Ma più interessante in relazione alla problematica in oggetto, risulta il giudizio del Greco (Group of States against Corruption), l’organismo anticorruzione del Consiglio d’Europa, che pubblica un rapporto di valutazione in materia di corruzione (quello del 2009 non fu reso noto in Italia per un certo periodo di tempo).
Il giudizio era ben poco lusinghiero, parlando di un paese dove “la corruzione è un fenomeno generalizzato che tocca la società italiana nel suo insieme”, e che tocca personaggi politici di primo piano, alti dirigenti e uomini d’affari. Il rapporto si sofferma proprio sulla prescrizione: “il gruppo di valutazione è profondamente preoccupato nell’apprendere dai suoi interlocutori che una inquietante proporzione delle inchieste sulla corruzione non arrivi a conclusione a causa della prescrizione”.
A seguito del rapporto fu inviata una raccomandazione formale a rimuovere gli ostacoli che portano alla prescrizione dei reati, in particolare quelli di corruzione, invitando all’epoca ad integrare la legge 124/2008 (lodo Alfano) con norme per assicurare che la sospensione dei processi della alte cariche dello Stato non fossero di ostacolo alle inchieste sulla corruzione.
Per il lodo Alfano ci pensò la Corte Costituzionale dichiarandone l’illegittimità, per il primo punto soccorre adesso l’intervento di Vietti.

E, per ultima, abbiamo la sentenza della Corte europea dei diritti del’uomo, sentenza del 29 marzo 2011, ricorso n. 47357/08 (Alikaj e altri contro Italia), con la quale la Corte ha affermato che l’applicazione della prescrizione, se ha l’effetto di impedire la punizione del colpevole, è una misura incompatibile con la Convenzione europea dei diritti dell’uomo.

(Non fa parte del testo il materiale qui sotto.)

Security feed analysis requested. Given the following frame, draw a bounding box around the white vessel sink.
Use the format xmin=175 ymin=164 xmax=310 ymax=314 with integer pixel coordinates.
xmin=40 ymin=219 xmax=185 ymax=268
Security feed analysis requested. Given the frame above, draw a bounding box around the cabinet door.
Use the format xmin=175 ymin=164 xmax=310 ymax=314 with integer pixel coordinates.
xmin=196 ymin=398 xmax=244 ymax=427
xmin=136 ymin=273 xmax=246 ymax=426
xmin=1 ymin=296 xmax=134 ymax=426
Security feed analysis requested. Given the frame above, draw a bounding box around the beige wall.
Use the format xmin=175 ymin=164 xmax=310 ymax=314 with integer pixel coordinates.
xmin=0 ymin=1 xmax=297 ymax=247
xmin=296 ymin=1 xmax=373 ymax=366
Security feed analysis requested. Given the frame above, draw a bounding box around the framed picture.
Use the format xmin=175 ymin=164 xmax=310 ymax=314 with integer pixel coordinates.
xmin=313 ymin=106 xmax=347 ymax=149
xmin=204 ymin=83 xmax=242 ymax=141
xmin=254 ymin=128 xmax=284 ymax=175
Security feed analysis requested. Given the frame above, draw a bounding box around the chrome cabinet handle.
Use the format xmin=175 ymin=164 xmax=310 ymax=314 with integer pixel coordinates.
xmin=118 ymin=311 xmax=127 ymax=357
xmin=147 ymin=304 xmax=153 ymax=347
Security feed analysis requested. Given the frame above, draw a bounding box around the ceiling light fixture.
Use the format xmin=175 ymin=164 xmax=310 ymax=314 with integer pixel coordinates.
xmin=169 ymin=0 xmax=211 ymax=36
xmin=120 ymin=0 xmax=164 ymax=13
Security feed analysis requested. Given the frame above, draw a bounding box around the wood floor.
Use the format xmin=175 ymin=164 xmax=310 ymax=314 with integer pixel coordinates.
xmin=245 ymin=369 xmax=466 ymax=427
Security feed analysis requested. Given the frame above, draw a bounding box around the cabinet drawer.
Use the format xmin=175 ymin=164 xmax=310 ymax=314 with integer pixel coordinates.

In quella sede la Corte europea pervenne ad una dura condanna verso l’Italia, ritenendo che se la prescrizione ha l’effetto di impedire la condanna di un imputato (nel caso specifico era imputato di omicidio), si verifica una violazione sostanziale e procedurale della Convenzione europea. La Corte chiarisce che le vittime di un reato hanno diritto di veder riconosciuta la colpevolezza dell’autore del reato, in un’ottica di prevenzione generale, cioè per evitare che i cittadini perdano fiducia nella capacità dello Stato di reprimere le violazioni delle norme.